Clerks III

15 Blu-ray, DVD

In 1994 Kevin Smith wrote and directed his first feature Clerks. It was a film inspired by Smith’s time working in a convenience store in his home town of Leonardo, New Jersey.

28 years later and Smith returns to his Clerks roots, for the third time, in what is possibly his most meta and personal story yet.

boom reviews Clerks III
You know what? I think we'll both sleep well tonight.

Still working in the Quick Stop, which they now own together, are Dante (Brian O’Halloran) and Randal (Jeff Anderson).

During one of their livelier discussions, Randal finds himself having trouble breathing, so they call 911 and get an ambulance to take him to hospital. It turns out it’s just as well, as Randal actually had a heart attack.

Luckily for him, he recovers, but the experience makes him think deeply about what he’s done with his life, or more accurately, what he hasn’t done.

He decides that a lot of things have happened during his life thus far though, the kind of stuff that would make an interesting film. So he decides to make it, with the help of all his friends – including Jay (Jason Mewes) and Silent Bob (Smith) – so everyone can finally see what it’s been like to work as clerks in this particularly crazy convenience store.

boom reviews Clerks III
Ah that's nice, they all died in the end.

It’s been 16 years since Clerks II and a lot has happened to Smith during that time, including a severe heart attack in 2018. Well, they do so write what you know, and Smith has clearly done just that with this latest entry.

To that end, it’s a very retrospective film, with Smith seemingly using his experience with his health as a jumping off point for his story.

Randal’s heart attack makes him put his life into some sort of perspective, and is the driving force for his sudden creative spurt to make a film.

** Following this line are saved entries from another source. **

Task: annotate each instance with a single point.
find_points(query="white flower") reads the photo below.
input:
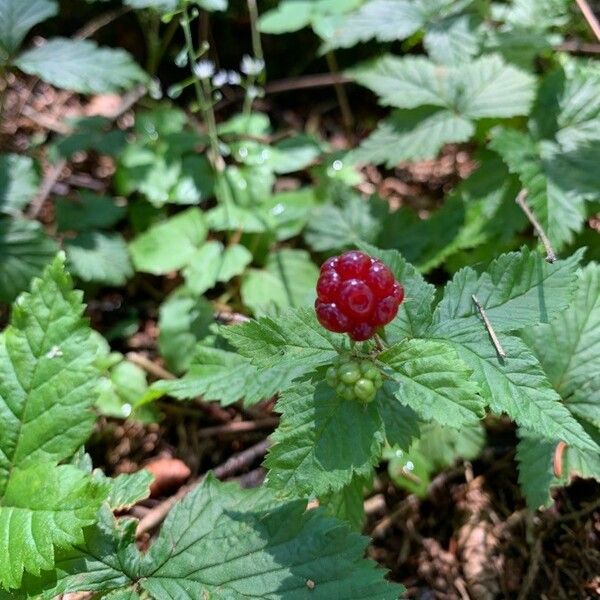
(251, 66)
(220, 79)
(204, 69)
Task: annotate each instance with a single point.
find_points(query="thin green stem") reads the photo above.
(202, 88)
(256, 43)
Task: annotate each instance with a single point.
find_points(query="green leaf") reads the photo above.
(289, 275)
(224, 542)
(24, 251)
(99, 256)
(568, 348)
(559, 208)
(170, 245)
(43, 507)
(444, 102)
(184, 319)
(434, 382)
(17, 18)
(341, 224)
(517, 289)
(47, 386)
(81, 66)
(213, 263)
(87, 212)
(128, 488)
(314, 452)
(19, 181)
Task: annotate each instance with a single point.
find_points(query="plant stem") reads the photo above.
(256, 43)
(202, 95)
(347, 116)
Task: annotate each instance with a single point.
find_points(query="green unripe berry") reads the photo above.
(331, 377)
(364, 390)
(349, 373)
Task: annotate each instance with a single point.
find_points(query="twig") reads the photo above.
(238, 427)
(590, 17)
(231, 466)
(490, 329)
(520, 200)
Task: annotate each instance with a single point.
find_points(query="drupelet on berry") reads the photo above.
(356, 294)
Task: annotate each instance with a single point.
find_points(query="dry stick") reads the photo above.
(520, 200)
(231, 466)
(590, 17)
(238, 427)
(490, 329)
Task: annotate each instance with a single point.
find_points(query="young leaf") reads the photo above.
(24, 251)
(18, 181)
(434, 382)
(99, 256)
(224, 542)
(322, 441)
(17, 18)
(81, 66)
(182, 234)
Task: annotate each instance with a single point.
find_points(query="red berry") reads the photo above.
(331, 317)
(353, 264)
(361, 332)
(385, 311)
(356, 294)
(356, 300)
(380, 279)
(328, 286)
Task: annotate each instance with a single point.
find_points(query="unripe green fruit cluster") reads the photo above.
(354, 379)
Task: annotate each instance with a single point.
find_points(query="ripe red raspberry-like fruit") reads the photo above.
(356, 294)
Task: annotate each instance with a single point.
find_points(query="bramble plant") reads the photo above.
(391, 318)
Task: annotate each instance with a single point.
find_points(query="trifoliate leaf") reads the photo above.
(17, 18)
(184, 319)
(434, 382)
(289, 275)
(516, 290)
(19, 181)
(322, 441)
(224, 542)
(99, 256)
(170, 245)
(81, 66)
(24, 251)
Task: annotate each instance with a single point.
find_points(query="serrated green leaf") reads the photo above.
(17, 18)
(24, 251)
(516, 290)
(322, 441)
(170, 245)
(263, 548)
(434, 382)
(87, 212)
(43, 507)
(213, 263)
(99, 256)
(289, 275)
(184, 319)
(19, 181)
(342, 224)
(81, 66)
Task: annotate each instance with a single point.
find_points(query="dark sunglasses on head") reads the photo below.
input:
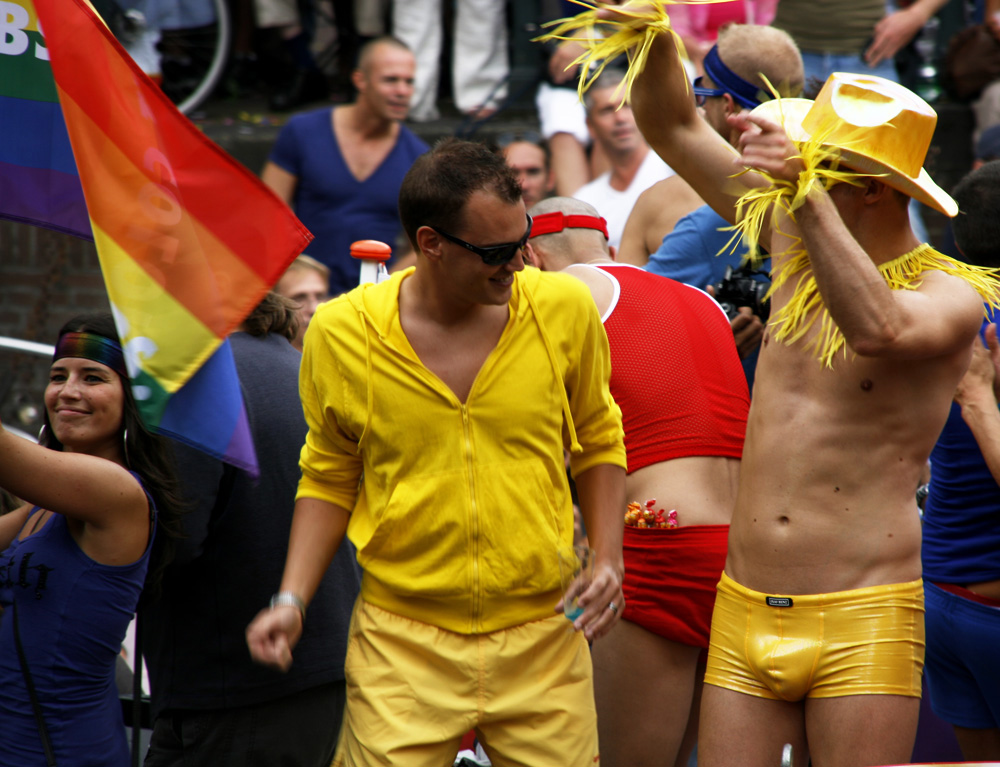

At the same time, it does the same thing for Dante too, who also discovers the past has a hold on him, with visits from his dead girlfriend Becky, played by Rosario Dawson. As well as providing some of the film’s most touching scenes, it’s also a nod to one of the film’s most used themes, that of discussing Star Wars, with Becky now a version of dead Ben Kenobi, but without the transparent appearance.

And although it’s surprisingly heartfelt, fans of the series will be pleased to know that it’s just as crude and silly as ever.

Obviously Smith has put of his own experience into it, but that’s always been the case, as the whole premise is rooted in his time working in a convenience store. It does feel that little more personal however, and dare we say it, a little more grown up.

Smith obviously had good reasons to return to this material, and the fact that Clerks II, that was only made for $5 million made a good return of over $26 million at the box office must have helped.

Sadly there wasn’t the same kind of appetite for this one by audiences, as it only made under $5 million at the box office (with a budget of $7 million), so it looks like this will see the doors close on the Quick Stop for the last time. Not that it will matter to Smith, as this was probably a cathartic creative way of saying goodbye to some characters he’s cared deeply for over the years.

It’s a film that certainly won’t make much sense seen in isolation, and therefore will only appeal to fans of the previous films in the series. And although it’s a little self indulgent overall, it’s a nice way for fans as well as Smith to say their goodbyes to the staff and quirky customers of the Quick Stop, all of whom helped to put in a decent shift over the years.